Julian Assange gets a new Australian passport
Fugitive Wikileaks founder Julian Assange has been issued with a new Australian passport after lengthy negotiations over whether he was subject to an arrest warrant for a "serious foreign offence", The Sydney Morning Herald reports.
A Department of Foreign Affairs and Trade official confirmed in a Senate estimates hearing on Thursday that Mr Assange's 2018 application for a new passport had been accepted. Consular and Crisis Management Division first assistant secretary Andrew Todd said, "Mr Assange does have an Australian passport".
The Department of Foreign Affairs confirmed Mr Assange received his new Australian passport in September 2018. The passport has gone unreported until now.
It's an important development for Mr Assange amid reports the Ecuadorian government, which has housed him in its London embassy since 2012 after Swedish authorities requested his extradition as a suspect in a rape case, may be preparing to end his political asylum.

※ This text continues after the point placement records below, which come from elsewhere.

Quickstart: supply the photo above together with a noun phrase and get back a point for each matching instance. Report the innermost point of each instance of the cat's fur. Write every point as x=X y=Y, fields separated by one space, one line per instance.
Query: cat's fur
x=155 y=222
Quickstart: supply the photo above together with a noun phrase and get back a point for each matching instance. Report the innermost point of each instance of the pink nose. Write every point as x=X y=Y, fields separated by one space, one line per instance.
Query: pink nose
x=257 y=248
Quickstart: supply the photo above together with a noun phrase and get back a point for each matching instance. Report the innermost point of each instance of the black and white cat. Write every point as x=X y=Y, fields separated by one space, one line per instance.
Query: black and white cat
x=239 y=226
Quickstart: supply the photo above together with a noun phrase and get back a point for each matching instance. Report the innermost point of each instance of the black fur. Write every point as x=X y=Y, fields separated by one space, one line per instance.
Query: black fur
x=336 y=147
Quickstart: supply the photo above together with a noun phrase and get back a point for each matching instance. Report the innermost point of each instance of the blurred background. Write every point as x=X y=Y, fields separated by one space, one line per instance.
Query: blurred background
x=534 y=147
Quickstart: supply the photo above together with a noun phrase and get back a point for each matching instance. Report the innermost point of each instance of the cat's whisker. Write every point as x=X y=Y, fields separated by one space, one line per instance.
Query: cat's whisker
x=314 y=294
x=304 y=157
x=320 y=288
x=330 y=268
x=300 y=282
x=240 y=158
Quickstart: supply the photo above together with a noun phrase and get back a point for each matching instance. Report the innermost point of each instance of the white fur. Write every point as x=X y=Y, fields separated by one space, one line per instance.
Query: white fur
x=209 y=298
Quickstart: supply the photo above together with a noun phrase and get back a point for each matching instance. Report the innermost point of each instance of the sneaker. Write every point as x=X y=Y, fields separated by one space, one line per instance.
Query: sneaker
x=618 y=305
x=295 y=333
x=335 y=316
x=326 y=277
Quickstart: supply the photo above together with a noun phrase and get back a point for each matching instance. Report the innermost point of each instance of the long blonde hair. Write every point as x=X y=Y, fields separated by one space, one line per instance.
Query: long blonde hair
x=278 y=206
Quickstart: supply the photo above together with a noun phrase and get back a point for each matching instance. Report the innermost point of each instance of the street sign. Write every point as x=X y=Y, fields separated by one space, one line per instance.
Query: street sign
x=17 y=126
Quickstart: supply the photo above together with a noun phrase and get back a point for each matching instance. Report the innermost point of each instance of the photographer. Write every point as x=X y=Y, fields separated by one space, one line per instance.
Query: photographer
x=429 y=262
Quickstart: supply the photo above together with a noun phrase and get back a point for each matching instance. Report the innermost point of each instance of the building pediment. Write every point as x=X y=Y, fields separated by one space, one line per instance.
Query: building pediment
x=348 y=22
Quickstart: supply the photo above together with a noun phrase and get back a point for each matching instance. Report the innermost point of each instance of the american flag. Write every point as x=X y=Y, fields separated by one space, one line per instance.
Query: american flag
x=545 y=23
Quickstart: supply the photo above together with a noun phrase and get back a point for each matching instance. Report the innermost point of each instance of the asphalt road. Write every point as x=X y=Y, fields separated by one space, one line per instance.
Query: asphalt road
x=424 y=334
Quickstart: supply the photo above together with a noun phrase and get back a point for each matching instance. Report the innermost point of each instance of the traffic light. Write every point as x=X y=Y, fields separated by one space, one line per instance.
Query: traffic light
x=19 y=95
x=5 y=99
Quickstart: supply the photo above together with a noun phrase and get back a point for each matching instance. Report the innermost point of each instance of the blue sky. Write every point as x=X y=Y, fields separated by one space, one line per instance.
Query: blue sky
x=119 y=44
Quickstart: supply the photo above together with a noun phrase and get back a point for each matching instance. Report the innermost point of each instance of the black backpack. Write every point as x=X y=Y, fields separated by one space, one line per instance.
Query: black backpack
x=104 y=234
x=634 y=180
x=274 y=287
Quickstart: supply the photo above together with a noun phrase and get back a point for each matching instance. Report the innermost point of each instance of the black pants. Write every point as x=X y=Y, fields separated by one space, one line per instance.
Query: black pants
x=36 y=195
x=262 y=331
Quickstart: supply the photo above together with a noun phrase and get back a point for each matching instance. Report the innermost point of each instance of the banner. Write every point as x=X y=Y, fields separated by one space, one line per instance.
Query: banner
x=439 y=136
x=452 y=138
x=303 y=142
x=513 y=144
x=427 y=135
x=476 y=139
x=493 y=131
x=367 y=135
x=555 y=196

Swedish prosecutors announced in 2017 that they had closed the rape investigation.
The new passport makes it possible for Mr Assange to return to Australia. He has been without a passport after his previous one expired several years ago.
Australian barrister and adviser to Mr Assange, Greg Barns, said credit was owed to Australia's former foreign affairs minister Julie Bishop, who he said had gone to great lengths to ensure Mr Assange's rights as an Australian citizen were upheld by being granted a passport.